I really don’t know how I’m supposed to live through this sometimes. The pain, at times, is unbearable. I was cleaning up my office today and came across his bank statement from August. It was unusually thick, so I opened it, knowing what it would do to me. I did it anyway.
He ate at Taco Bueno. He shopped at Price Chopper and Wal-Mart. He went to Freedom Cycles. There’s something about knowing these things that makes the hurt deeper. He lived. In August he was alive and ate and shopped. He went to his favorite motorcycle shop. He had friends there that I met at his visitation. They were pallbearers at his funeral.
This isn’t true, I know, but I feel like his untimely death invalidates his life. This can’t be true, because so many people were touched by his life. But, I never got enough of it. I never had enough of him. He was the one who always wanted to “go”. He wanted to be in the Navy from the time he understood what the Navy was. He wanted to be a Blue Angels pilot. He wanted to go to Annapolis. He wanted to travel. He wanted to fly. He did most of that. Annapolis and the Blue Angels pilot didn’t come to fruition, but the rest of it he accomplished. His desire to “go” made my heart ache for him like none of my other kids.

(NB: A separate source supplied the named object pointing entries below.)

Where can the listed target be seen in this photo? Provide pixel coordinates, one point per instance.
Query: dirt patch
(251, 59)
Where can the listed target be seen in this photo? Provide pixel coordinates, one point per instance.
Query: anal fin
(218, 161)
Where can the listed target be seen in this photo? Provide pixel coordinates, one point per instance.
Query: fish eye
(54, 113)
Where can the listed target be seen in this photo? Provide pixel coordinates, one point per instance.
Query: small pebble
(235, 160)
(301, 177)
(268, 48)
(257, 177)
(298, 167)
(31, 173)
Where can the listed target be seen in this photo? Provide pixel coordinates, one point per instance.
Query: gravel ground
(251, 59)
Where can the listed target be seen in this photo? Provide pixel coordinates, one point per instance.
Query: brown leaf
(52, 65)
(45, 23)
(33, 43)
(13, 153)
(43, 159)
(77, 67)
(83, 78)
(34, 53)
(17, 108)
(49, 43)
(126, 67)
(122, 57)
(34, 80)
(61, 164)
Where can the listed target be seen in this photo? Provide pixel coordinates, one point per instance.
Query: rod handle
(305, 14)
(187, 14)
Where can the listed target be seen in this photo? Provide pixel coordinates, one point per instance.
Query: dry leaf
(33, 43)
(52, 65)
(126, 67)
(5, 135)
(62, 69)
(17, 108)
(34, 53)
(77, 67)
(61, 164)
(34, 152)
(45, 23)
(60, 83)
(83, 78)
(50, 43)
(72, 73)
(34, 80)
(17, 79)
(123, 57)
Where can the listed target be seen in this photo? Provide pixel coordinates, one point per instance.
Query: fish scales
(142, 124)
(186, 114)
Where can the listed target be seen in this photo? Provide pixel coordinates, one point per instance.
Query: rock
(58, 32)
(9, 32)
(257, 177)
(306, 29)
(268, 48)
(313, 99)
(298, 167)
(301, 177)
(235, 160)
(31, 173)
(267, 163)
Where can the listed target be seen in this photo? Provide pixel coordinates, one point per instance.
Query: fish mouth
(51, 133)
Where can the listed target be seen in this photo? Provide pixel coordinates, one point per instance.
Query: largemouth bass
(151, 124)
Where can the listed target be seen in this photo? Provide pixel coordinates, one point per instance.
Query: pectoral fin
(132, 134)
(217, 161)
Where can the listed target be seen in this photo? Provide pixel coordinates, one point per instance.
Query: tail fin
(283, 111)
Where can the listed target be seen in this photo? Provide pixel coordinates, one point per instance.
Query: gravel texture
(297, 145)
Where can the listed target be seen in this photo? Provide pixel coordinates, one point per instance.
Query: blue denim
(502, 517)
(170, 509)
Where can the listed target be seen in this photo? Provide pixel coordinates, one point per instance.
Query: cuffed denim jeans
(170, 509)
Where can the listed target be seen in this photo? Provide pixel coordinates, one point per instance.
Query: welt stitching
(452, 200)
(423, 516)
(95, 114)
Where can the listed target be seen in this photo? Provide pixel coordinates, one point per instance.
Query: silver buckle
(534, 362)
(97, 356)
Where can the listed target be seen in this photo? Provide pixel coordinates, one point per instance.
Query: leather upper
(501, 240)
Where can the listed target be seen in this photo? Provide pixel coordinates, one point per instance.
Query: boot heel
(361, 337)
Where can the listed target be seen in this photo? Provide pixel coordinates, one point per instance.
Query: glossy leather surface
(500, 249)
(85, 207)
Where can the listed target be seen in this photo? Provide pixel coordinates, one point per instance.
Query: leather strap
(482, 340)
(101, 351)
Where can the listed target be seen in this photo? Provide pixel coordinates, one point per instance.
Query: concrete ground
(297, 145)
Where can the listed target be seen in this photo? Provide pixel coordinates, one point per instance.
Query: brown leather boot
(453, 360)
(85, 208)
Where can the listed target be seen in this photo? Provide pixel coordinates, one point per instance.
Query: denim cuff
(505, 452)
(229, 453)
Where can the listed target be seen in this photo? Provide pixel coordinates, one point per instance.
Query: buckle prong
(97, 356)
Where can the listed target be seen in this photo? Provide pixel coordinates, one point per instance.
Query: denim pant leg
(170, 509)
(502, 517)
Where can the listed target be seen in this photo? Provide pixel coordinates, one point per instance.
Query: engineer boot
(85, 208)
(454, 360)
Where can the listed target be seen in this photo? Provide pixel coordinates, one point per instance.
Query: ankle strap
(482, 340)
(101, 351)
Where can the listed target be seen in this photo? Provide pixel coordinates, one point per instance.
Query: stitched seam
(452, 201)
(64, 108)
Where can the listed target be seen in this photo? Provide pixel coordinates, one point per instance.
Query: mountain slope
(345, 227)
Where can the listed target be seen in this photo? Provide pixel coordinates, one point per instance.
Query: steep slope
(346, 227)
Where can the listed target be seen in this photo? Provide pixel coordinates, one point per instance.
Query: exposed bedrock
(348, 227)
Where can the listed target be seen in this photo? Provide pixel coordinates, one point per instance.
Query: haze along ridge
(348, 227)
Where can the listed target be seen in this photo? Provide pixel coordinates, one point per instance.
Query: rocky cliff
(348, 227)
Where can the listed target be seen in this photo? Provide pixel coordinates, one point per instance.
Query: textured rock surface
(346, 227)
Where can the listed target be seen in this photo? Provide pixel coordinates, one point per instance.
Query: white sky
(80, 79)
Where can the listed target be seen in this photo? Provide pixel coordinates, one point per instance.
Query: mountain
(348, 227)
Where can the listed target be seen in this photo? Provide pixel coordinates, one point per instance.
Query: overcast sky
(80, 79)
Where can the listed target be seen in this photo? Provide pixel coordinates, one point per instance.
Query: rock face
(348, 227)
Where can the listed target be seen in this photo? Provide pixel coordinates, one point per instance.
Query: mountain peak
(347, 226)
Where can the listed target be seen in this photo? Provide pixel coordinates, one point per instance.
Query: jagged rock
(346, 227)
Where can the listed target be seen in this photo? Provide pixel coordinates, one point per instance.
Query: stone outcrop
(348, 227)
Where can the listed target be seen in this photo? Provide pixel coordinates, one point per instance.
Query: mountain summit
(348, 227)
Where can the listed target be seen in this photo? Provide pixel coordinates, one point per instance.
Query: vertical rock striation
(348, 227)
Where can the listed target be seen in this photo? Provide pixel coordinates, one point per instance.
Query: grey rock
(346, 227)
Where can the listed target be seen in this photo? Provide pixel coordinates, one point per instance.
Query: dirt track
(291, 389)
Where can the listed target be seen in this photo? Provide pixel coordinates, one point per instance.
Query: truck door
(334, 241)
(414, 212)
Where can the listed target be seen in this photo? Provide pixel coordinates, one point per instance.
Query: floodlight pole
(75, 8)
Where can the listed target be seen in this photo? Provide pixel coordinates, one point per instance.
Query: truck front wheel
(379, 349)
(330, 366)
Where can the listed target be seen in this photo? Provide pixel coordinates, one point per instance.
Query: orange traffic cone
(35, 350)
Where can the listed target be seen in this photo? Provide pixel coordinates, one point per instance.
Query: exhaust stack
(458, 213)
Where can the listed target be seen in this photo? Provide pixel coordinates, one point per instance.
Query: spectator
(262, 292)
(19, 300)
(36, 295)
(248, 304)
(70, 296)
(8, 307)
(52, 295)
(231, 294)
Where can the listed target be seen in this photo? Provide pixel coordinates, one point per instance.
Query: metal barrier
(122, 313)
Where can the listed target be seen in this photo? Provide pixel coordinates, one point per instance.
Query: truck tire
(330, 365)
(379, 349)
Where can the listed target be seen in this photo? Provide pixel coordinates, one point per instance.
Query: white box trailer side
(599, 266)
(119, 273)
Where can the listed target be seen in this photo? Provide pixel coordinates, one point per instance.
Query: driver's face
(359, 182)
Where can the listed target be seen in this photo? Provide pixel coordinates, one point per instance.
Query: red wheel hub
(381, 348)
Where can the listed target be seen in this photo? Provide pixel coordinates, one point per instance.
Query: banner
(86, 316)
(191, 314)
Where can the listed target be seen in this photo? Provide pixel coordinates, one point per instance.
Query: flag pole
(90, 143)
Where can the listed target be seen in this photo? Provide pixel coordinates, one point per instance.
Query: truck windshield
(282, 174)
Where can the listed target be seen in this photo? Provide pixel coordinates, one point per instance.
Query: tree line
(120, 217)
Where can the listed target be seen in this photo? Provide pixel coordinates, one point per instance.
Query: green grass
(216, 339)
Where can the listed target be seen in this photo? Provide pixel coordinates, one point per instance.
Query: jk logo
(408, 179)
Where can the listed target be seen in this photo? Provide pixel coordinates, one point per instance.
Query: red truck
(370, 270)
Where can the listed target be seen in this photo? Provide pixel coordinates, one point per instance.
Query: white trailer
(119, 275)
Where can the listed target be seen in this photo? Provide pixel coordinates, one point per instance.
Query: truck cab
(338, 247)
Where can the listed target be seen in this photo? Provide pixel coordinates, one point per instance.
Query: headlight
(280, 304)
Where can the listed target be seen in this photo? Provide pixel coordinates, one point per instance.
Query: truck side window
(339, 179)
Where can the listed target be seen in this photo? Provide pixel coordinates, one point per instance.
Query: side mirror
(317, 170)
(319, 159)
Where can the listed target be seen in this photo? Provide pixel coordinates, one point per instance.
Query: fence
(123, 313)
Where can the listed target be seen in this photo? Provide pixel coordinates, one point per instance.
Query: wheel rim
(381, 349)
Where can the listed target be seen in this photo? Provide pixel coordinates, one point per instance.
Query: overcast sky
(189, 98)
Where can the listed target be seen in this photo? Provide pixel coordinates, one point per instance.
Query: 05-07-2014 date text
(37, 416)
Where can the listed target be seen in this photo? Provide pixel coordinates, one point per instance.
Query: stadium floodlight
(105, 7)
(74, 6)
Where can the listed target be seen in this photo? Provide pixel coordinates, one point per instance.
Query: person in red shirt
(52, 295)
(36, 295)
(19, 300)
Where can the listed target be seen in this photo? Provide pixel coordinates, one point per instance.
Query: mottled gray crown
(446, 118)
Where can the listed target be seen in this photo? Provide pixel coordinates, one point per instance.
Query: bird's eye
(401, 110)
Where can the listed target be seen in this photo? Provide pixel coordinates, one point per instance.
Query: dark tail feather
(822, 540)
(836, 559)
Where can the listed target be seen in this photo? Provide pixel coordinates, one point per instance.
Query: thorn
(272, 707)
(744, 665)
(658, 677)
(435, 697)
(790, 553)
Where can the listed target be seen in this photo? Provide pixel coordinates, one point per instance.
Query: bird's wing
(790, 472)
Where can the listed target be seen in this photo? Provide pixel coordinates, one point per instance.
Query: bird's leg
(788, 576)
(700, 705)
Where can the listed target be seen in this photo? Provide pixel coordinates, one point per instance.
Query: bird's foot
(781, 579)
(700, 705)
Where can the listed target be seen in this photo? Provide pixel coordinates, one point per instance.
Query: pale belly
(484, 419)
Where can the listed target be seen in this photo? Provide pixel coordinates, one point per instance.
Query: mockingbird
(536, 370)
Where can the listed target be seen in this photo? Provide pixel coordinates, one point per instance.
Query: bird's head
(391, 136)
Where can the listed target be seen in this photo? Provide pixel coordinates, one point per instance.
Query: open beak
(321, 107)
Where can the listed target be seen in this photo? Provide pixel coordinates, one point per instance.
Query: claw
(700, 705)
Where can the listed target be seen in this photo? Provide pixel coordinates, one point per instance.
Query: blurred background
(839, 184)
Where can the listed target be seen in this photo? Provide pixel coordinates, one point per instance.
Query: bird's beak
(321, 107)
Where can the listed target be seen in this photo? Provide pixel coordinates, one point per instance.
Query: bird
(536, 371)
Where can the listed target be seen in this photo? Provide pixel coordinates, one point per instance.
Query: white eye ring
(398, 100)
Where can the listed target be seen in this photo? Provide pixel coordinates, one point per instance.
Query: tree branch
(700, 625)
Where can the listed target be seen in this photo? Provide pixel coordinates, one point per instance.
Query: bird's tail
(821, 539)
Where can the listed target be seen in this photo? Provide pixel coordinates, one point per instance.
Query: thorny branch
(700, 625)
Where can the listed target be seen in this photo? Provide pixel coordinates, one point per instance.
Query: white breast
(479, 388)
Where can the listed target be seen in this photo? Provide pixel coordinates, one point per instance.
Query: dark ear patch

The other ones have stayed in the same area we are in. But he always needed to be going somewhere exciting, he always had a goal. I thought I would die of a broken heart when he went to boot camp. No contact for 9 weeks except for the occasional letter. But, we saw him after the 9 weeks were up. Then, he was off to Pensacola, FL, for “A” school. He had a phone and would call, but it still didn’t satisfy the ache I had to hug him a bit more often. Then, he decided to be stationed in Japan for 3 years. We saw him once a year for 3 years. Again, sometimes I thought my heart would break with longing for a hug, a smile, a “hi, mom” from him. I never got enough of him.
He was one of my quieter kiddos. The conversations we had were usually meaningful and memorable. He was a bit sarcastic and had an edge to his humor. But, he was liked by everyone who knew him. Sometimes you had to dig a bit to get under his sarcasm, but it was worth it. The day of his death I went into my youngest daughter’s bedroom where she and her sister were comforting each other. I laid down on the floor to cry with them. I can’t remember what was said that prompted this comment, but I remember saying “He was the sweetest little ass.” That pretty much summed him up. A sweet little ass. He would do anything I asked of him, but there was always that edge.
I loved him so much. I miss him so much.
2 comments on “Never Enough”
No life can be invalidated. He lived life well. He blessed many with his life. I believe in Eternal Life. Izzy’s life is NOT over. Love to you
“He was the sweetest little ass.” Made me chuckle. How beautiful that you could be so real even in that intense grief.
From your description of him always wanting to go and be somewhere exciting, can you imagine how exciting heaven must be for him?